A: If your schedule and weather permits, I would aerate the field as much as possible or try to give it a rest for a day or two by staying off of it. It's a plant so it will stress out from excessive use; even at the major league level, we constantly fight to give the turf a rest.

- Nicole Sherry, Head Groundskeeper, Baltimore Orioles

Q: When constructing a field, how do you decide between seeding or sprigging if sod is cost-prohibitive?

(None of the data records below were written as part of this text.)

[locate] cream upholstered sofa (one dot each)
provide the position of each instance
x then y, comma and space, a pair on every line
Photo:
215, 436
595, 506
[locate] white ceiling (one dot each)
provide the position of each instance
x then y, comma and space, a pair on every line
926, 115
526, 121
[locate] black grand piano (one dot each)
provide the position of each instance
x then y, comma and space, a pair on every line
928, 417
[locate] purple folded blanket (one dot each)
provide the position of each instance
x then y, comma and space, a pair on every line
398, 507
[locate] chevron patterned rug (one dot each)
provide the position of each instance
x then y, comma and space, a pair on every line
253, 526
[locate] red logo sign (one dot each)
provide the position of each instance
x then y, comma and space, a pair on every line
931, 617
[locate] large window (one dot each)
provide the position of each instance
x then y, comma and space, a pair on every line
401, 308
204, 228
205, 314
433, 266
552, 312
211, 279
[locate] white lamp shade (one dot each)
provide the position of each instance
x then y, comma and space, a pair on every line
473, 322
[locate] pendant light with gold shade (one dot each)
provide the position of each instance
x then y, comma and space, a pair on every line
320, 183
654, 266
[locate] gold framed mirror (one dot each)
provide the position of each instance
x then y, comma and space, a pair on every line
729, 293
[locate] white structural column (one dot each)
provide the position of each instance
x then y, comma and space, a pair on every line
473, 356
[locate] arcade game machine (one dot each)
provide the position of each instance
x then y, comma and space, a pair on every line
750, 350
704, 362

A: Sprigging involves a lot of logistics but, for a sports field, it is the better option. Some things to consider in terms of sprigging include weather, climate, irrigation and the soil base. Also, if you have an existing field, it will need to be killed and stripped and possibly fumigated in order to spring. You will also need to take into consideration turf knowledge and event schedules. Taking all of this into consideration, f you have the ability to sprig your field, it will be much healthier and sustain more use. Your location also may effect your decision to sprig. For example, in North Carolina you can sprig in June and have full coverage by the end of August (although I would suggest no activity until the following year). If you are in Florida, you have a larger springing window. Selecting the turf type is another issue. Again, depending on your geographic location, certain Bermudas do better than others. As far as seeding goes, I have heard of some pretty good outcomes with seed. Again, it depends on the rootzone material you are planting the seed in. We planted Riverea Bermuda seed in Beijing and it came up pretty well. You need probably another month of growing time, but the end result is similar to sprigs.

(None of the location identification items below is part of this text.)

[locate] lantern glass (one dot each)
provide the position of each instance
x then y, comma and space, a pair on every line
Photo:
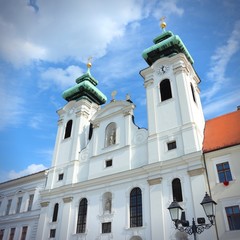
175, 211
208, 205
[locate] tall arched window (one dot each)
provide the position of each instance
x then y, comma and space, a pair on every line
165, 90
107, 202
55, 213
82, 216
110, 134
193, 93
177, 190
68, 129
136, 207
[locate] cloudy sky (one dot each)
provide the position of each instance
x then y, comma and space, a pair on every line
45, 44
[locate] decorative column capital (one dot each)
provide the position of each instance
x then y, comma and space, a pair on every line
154, 181
44, 204
67, 199
196, 172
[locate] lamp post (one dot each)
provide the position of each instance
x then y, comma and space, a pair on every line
183, 225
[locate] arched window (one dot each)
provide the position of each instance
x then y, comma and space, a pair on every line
107, 202
193, 93
68, 129
82, 216
135, 238
55, 212
90, 131
165, 90
177, 190
110, 134
136, 207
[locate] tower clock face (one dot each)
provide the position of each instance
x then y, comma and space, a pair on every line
162, 69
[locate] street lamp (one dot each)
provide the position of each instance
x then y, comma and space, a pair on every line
208, 205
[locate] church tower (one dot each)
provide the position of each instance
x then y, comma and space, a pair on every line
175, 116
74, 128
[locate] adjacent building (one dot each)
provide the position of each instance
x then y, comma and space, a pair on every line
110, 179
221, 152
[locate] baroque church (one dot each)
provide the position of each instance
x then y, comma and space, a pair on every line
110, 179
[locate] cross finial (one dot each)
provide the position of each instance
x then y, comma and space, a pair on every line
89, 64
163, 23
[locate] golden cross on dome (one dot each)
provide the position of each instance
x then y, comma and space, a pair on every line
89, 64
163, 23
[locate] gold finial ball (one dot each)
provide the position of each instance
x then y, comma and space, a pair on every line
163, 25
89, 65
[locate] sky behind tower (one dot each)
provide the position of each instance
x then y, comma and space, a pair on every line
44, 47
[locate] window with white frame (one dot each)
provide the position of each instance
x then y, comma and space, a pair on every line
224, 172
1, 233
12, 233
19, 203
106, 227
30, 202
233, 217
110, 134
24, 232
8, 206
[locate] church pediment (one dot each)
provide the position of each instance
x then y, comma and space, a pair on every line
114, 108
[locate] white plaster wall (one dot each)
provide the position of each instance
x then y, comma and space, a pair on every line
225, 196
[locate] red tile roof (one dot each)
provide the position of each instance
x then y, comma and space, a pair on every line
221, 132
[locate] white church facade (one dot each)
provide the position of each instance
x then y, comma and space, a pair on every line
110, 179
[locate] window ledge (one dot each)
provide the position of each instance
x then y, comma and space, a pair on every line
135, 228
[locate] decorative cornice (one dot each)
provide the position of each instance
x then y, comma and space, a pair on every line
154, 181
196, 172
148, 82
60, 122
67, 199
44, 204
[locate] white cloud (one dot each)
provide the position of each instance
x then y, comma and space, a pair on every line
220, 60
58, 29
12, 108
61, 78
229, 100
33, 168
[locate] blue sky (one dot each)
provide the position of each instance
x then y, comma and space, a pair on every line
44, 47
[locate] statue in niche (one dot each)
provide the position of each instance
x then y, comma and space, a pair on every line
108, 205
112, 138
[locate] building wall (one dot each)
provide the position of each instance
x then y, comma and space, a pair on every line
26, 216
225, 195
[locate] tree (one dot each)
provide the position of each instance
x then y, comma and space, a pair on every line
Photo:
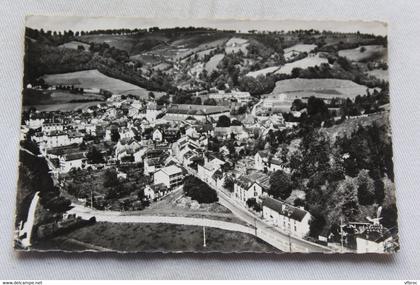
199, 191
253, 204
115, 135
280, 185
94, 156
223, 122
210, 101
343, 203
297, 105
110, 178
228, 183
366, 189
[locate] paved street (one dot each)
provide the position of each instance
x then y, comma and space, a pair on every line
117, 217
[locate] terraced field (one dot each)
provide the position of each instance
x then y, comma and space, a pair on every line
363, 53
95, 79
306, 62
324, 88
380, 74
213, 62
74, 45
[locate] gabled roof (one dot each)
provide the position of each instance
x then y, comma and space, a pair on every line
74, 156
284, 209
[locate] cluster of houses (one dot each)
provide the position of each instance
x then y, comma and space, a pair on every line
171, 141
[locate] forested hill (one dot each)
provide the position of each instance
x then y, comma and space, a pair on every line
182, 60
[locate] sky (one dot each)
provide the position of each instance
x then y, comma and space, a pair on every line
61, 23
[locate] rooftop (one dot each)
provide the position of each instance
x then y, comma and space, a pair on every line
196, 109
171, 170
285, 209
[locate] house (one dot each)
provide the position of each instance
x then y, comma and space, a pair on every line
154, 159
48, 127
69, 161
290, 219
171, 176
152, 111
265, 162
155, 191
206, 172
180, 112
157, 135
374, 239
251, 186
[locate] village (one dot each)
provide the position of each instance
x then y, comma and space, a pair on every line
148, 150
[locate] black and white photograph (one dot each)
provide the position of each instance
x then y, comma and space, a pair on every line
205, 135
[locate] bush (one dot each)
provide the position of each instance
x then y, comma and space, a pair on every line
199, 191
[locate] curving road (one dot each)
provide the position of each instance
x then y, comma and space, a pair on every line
118, 217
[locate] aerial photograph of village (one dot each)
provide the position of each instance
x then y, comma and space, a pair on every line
203, 138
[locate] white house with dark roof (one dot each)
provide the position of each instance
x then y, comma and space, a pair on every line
264, 161
251, 186
290, 219
67, 162
180, 112
171, 176
206, 172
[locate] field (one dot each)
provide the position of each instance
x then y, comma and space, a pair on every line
351, 125
324, 88
65, 107
213, 62
134, 237
380, 74
288, 67
237, 44
372, 52
300, 48
95, 79
74, 45
302, 63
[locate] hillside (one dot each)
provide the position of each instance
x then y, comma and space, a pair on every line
349, 126
300, 87
364, 53
95, 79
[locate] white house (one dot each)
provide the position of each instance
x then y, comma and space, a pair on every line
206, 172
171, 176
155, 191
70, 161
292, 220
152, 112
373, 241
250, 186
46, 128
263, 161
157, 135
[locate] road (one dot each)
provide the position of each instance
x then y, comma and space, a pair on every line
270, 234
117, 217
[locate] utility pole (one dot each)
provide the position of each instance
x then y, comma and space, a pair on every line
255, 225
204, 237
342, 234
91, 199
290, 240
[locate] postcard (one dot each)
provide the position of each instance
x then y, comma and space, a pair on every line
205, 135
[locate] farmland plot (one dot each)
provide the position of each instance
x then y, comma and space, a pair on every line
364, 53
95, 79
321, 88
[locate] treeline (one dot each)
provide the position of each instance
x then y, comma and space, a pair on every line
43, 59
34, 177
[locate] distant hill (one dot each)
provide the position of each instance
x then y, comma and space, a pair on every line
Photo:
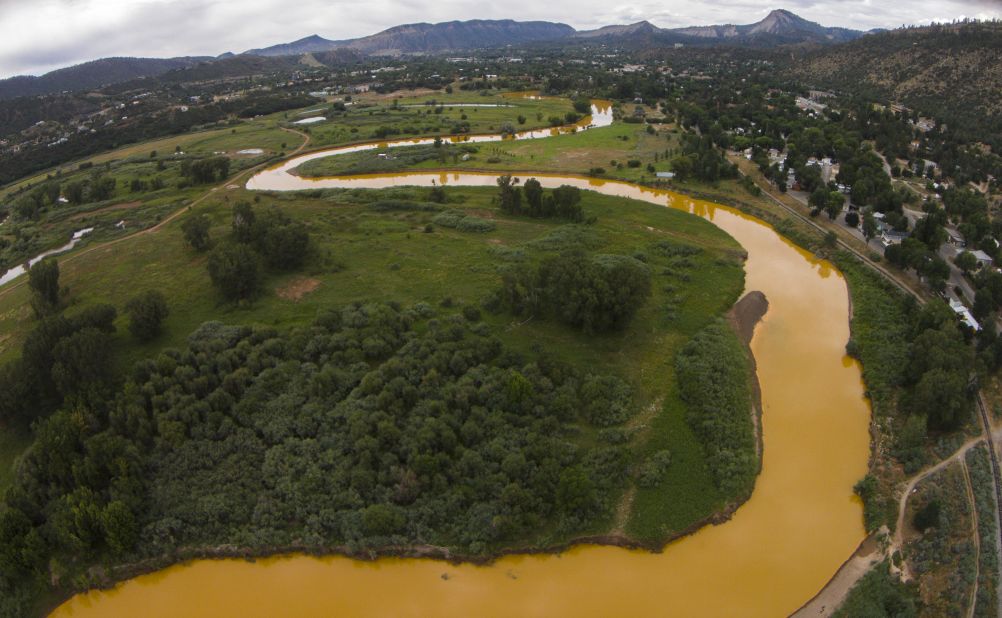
91, 75
780, 27
432, 38
639, 28
310, 44
954, 71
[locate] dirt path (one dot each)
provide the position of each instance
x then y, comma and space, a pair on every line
834, 594
974, 535
21, 281
640, 425
877, 548
898, 541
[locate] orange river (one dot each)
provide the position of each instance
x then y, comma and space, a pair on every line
778, 551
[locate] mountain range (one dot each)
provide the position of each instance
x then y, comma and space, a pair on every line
780, 27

- Murray Cook, President, Brickman's Sports Turf Services division

Q: What is the best way to reduce persistent weeds like dandelion and clover?

A: A strong, thick, healthy stand of turf will choke out most weeds. Most people think they have a weed problem on their field, but instead, they really have a thin grass problem on the field. Focus your efforts on improving the health of your turf first. Meet with a local expert to get a good fertility program in place for your turf. Plan to have your field aerated as often as possible. Make sure you are watering your turf properly (in the early morning hours.) Plan to mow your field 2-3 times per week or more if possible.Clover is a weed that thrives in soils that are low in Nitrogen. Simply increasing the amount of fertilizer you apply to your field will help strengthen your turfgrass and also create a less-favorable environment for clover.

- Dan Bergstrom, Director, Major League Field Operations, Houston Astros

Weed Control
Q: I am a volunteer field maintainer for our summer Babe Ruth league. We play on school fields that get no maintenance from the town other than weekly mowing. How can I control crabgrass and other weeds in the infield using organic methods?
- Jerry

A: Jerry, probably the best method of a "green" IPM program is pulling weeds. Depending on the type of weed, you can control through mowing and using an aggressive dethatching/verticutting program. We have had success with using a sod cutter to remove areas of weeds and just planting new grass. Keeping your mower sharp and adjust mowing heights will also control weed growth. If you are sure its crabgrass they do make some natural/organic based herbicides. The website www.cleanairgardening.com has a great product that controls growth of crabgrass. Let us know how it turns out.

- Murray Cook, President, Brickman's Sports Turf Services division

Miscellaneous
Q: How do you become a grounds keeper for the major league? Are there special classes in college or a specific area of study after high school?
- Patrick, Age 15

A: I would recommend taking Turfgrass Management or Horticulture classes while in college and try and become an intern with Major League and Minor League teams while in college. While an intern try and learn as much as you can about managing the infield dirt and once you gradutate from college look for a minor league groundskeeping job. It takes a lot of hard work and you need to pay your dues in the minor leagues.